2012-07-30

lightreads: a partial image of a etymology tree for the Indo-European word 'leuk done in white neon on black'; in the lower left is (Default)
2012-07-30 10:09 pm

Euclid's Window: The Story of Geometry from Parallel Lines to Hyperspace

Euclid's Window : The Story of Geometry from Parallel Lines to HyperspaceEuclid's Window : The Story of Geometry from Parallel Lines to Hyperspace by Leonard Mlodinow

My rating: 3 of 5 stars


History of math more than actualfacts math, with a minimally annoying authorial voice as these things go. Except for the teeny weeny culture/race centrism problem – I’m neither a historian nor a mathematician, but even I know it’s pretty freaking suspect when your history doesn’t include the advancements of, um, the Arab world, the South/Central American empires, or, you know, Asia, except for that one paragraph that one time. I mean, write a history of European geometry, by all means, I did like it, but let’s maybe call it that next time so as to look less like clueless Eurocentric twits, yeah?

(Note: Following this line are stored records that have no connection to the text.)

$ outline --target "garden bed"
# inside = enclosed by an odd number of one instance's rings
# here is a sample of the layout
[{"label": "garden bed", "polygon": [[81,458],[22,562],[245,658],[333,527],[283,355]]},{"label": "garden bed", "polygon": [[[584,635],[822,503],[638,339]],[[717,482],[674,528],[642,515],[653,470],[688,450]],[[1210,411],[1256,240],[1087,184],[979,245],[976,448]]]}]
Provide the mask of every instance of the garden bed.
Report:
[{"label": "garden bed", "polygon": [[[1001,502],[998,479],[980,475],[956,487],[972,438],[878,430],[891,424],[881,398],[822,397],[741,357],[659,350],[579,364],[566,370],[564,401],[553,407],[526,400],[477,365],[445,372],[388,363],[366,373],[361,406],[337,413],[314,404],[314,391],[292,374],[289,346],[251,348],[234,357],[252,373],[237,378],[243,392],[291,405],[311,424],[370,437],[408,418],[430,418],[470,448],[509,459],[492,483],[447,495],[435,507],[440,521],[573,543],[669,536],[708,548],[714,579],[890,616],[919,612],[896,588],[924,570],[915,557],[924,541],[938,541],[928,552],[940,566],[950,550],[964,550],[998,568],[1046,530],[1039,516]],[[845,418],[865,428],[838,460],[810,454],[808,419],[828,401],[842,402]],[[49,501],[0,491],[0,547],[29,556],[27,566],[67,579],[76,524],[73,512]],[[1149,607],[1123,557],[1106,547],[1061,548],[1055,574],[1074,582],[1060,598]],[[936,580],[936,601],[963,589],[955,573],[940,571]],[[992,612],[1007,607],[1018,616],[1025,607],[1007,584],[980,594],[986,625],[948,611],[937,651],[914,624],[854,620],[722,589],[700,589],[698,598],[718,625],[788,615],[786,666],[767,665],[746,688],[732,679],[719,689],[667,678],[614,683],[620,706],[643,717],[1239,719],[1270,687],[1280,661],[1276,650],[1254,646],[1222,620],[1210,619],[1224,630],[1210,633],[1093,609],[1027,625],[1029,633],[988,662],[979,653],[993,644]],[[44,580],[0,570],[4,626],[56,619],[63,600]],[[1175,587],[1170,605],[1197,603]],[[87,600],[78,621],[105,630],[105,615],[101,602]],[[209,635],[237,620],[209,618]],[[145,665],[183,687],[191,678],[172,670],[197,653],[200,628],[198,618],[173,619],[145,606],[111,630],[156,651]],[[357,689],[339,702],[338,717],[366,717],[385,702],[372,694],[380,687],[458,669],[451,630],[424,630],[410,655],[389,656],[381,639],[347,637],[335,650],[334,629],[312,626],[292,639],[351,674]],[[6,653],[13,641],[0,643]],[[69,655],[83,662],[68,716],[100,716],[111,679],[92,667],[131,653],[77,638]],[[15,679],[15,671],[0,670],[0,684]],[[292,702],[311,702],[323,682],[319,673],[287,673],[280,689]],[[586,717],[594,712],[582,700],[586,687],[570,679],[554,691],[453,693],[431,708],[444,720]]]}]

Anyway. Last third of the book swung into modern physics, and convinced me yet again that in the absence of advanced math, it really does sound like these guys are just making shit up. I mean, vibrating strings? Oh rilly. Shame I stopped at calculus, because no matter how many metaphors you throw at me, I still have a hard time taking this stuff seriously without the fundamental grocking I don’t have the tools for.